- Nakahechi route
- Day 4, Kii Katsuura to Nachi Taisha via Daimonzaka then along the Ogumotori-goe trail to Koguchi, 25km
- Accommodation: Shizen no ie, Koguchi, ¥9300 including dinner, breakfast and a packed lunch
I woke early, went for a walk and came across the tuna auctions at the fish market by the port. Katsuura is famous for its tuna, it was included in my dinner-set last night but I felt conflicted being at the market and seeing all of the tuna… I hope it’s caught sustainably. On the way back to the minshuku, I popped into the Family Mart opposite and picked up some onigiri rice balls and mochi sweets for today’s lunch then went and ate my western breakfast.
There’s a bus or train from Kii Katsuura station to Nachi station but it was a nice morning and only 3km, so I walked east to the sea then along the seawall and esplanade to Nachi station. From Nachi station, I walked the 7.4km to Nachi Taisha Shrine using the Japanese map that I was given in Shingu (there’s no English map for this route). Until Daimonzaka the route is mostly along small roads with one forest section but it was nice enough.
Once reaching the entrance for the Daimonzaka slope, it was clear this was a popular section and with good reason.

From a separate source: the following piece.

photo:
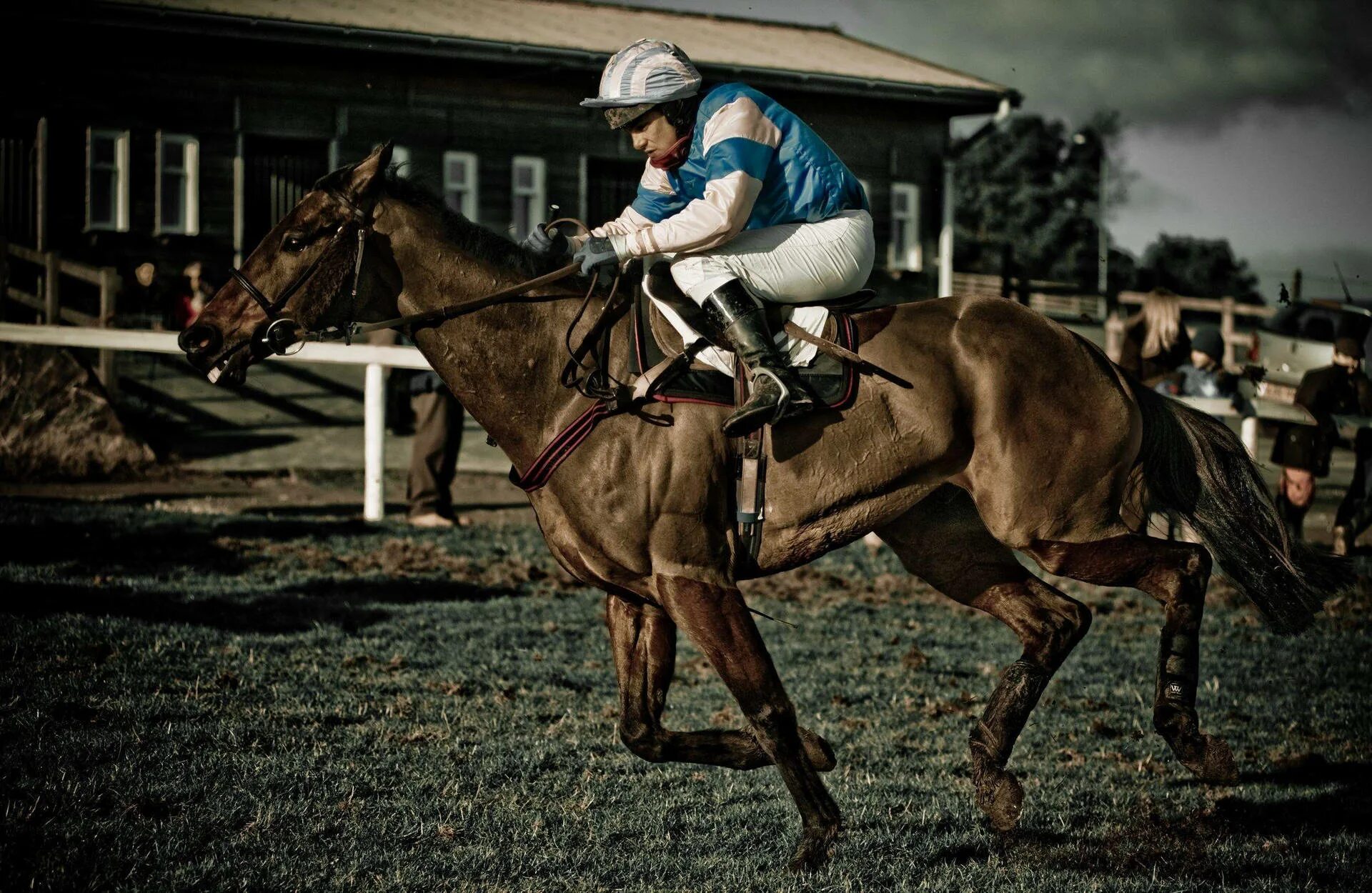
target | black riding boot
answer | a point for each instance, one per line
(777, 391)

The 650 metre long stone path is surrounded by ancient cedar trees and is very picturesque. Lucky for me, the teahouse at the beginning of the slope rents out Heian period costumes and I came across a group of Chinese ladies wearing them so I was able to get some pictures as they climbed the steps.

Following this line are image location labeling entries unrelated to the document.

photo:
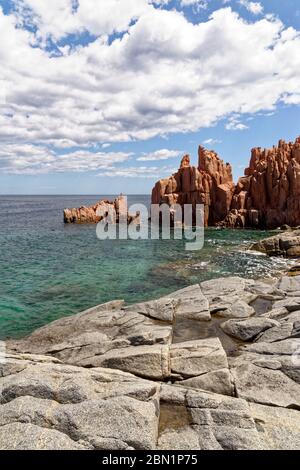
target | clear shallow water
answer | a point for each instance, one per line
(49, 270)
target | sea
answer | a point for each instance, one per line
(50, 270)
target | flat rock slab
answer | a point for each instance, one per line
(64, 407)
(192, 304)
(194, 420)
(201, 364)
(266, 386)
(225, 293)
(52, 406)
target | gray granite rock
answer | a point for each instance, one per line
(246, 330)
(69, 407)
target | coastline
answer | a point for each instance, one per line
(117, 377)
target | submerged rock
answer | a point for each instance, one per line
(284, 244)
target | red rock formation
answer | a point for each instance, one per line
(90, 215)
(268, 196)
(210, 184)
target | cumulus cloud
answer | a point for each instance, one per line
(137, 172)
(164, 75)
(254, 7)
(211, 141)
(33, 159)
(234, 124)
(163, 154)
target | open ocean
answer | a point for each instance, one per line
(49, 270)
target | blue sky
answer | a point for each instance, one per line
(102, 97)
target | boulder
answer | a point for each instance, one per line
(285, 244)
(247, 330)
(268, 195)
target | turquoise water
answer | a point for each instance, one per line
(49, 270)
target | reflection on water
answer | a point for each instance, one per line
(49, 270)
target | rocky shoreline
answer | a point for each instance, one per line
(213, 366)
(267, 196)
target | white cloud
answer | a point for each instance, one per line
(254, 7)
(33, 159)
(165, 75)
(199, 3)
(163, 154)
(137, 172)
(212, 141)
(234, 124)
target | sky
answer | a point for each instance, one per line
(106, 96)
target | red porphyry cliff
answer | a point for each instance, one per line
(210, 184)
(268, 196)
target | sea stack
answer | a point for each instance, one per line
(210, 183)
(268, 196)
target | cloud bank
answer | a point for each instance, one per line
(146, 72)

Once I reached Nachi Taisha Grand Shrine (the third and final Grand Shrine of the Kumano Sanzan), I looked around, got my stamp, then made my way past the 16th century Seiganto-ji Temple (next to the Shrine) and downhill slightly to visit Nachi Falls – Japan’s tallest waterfall. It’s reportedly 133 metres long with a width of 13 metres. You can pay ¥300 to get a closer view of the falls and also taste the water.
It was just after 10am and it was time I started the next section of the day, the Ogumotori-goe trail. This trail is considered the hardest section of the Nakahechi route and my map said it would take about 7 hours including breaks to walk the 14.5km. The trail starts next to Seiganto-ji Temple.

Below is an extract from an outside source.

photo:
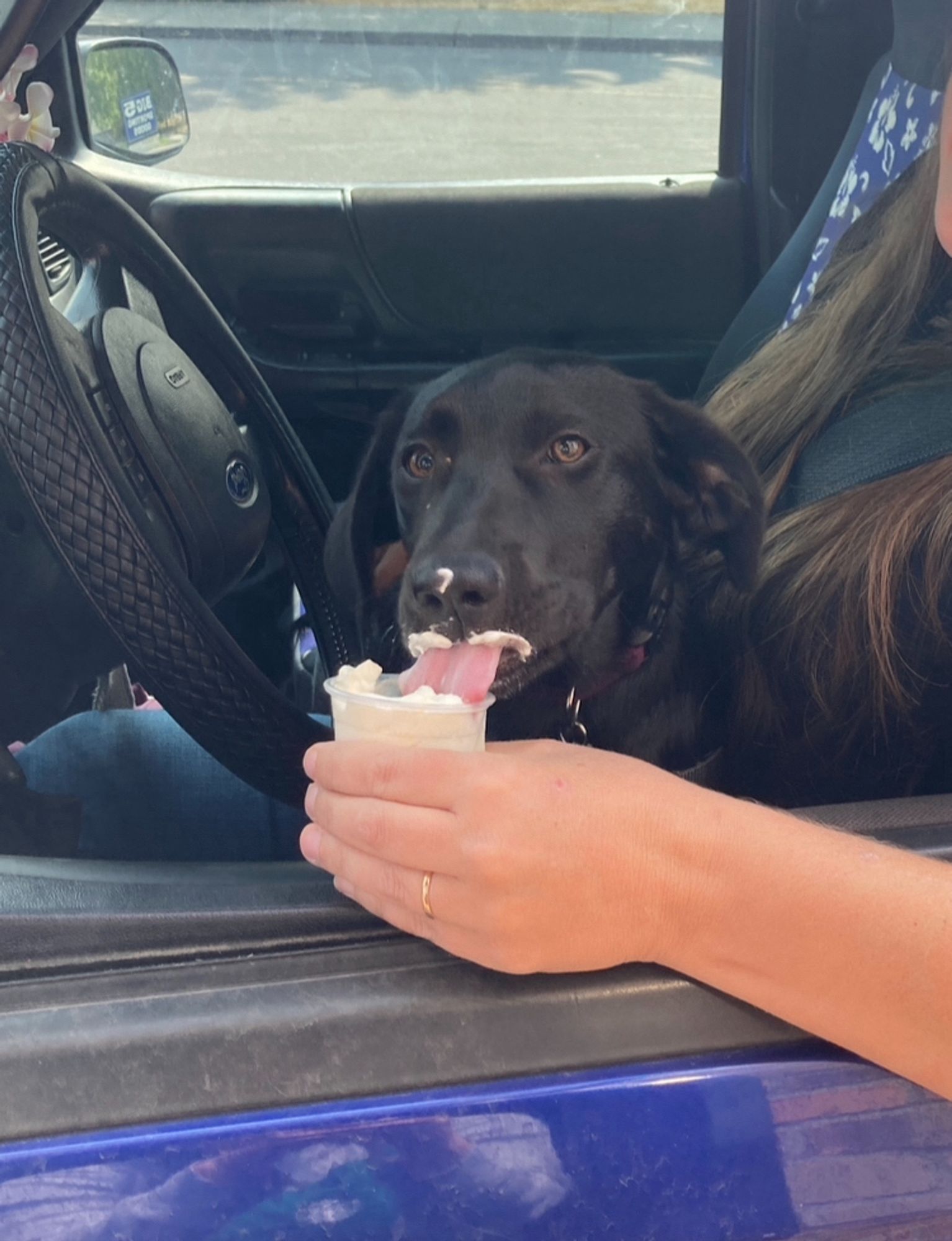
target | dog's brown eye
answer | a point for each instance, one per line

The first 4.4km was an uphill climb to reach Funami-toge pass at 868m and on the way there was a short side-trail for a terrific view of the Pacific Ocean and Kii Katsuura where I started from in the morning. The trail was beautiful but unrelenting and with the slippery moss-covered stones underfoot for most of the 14.5km, it was difficult to ever really walk with a decent pace. At Echizen-toge pass before I started the steep and slippery 800m descent to Koguchi (over 4.8km), there was a bilingual sign noting that,
“Even the famous poet Fujiwara Teika (1162-1241) was at a loss of words after walking this section, stating in his pilgrimage diary from 1201 that, “This route is very rough and difficult; it is impossible to describe how tough it is.””
Just before reaching Koguchi I had to wait for a snake to slither off the path, I think it was an Aodaisho rat snake. Arriving in Koguchi I made my way to tonight’s accommodation, the beautifully converted old school called Shizen no Ie.
There’s really nothing better than soaking in a Japanese bath before dinner after a long day of hiking! I only saw about 4 people today on the Ogumotori-goe trail (and everyone was walking the opposite direction) so I was really surprised to be eating dinner with about 20 other people, and all foreigners. It was a fantastic evening with a delicious dinner and great company.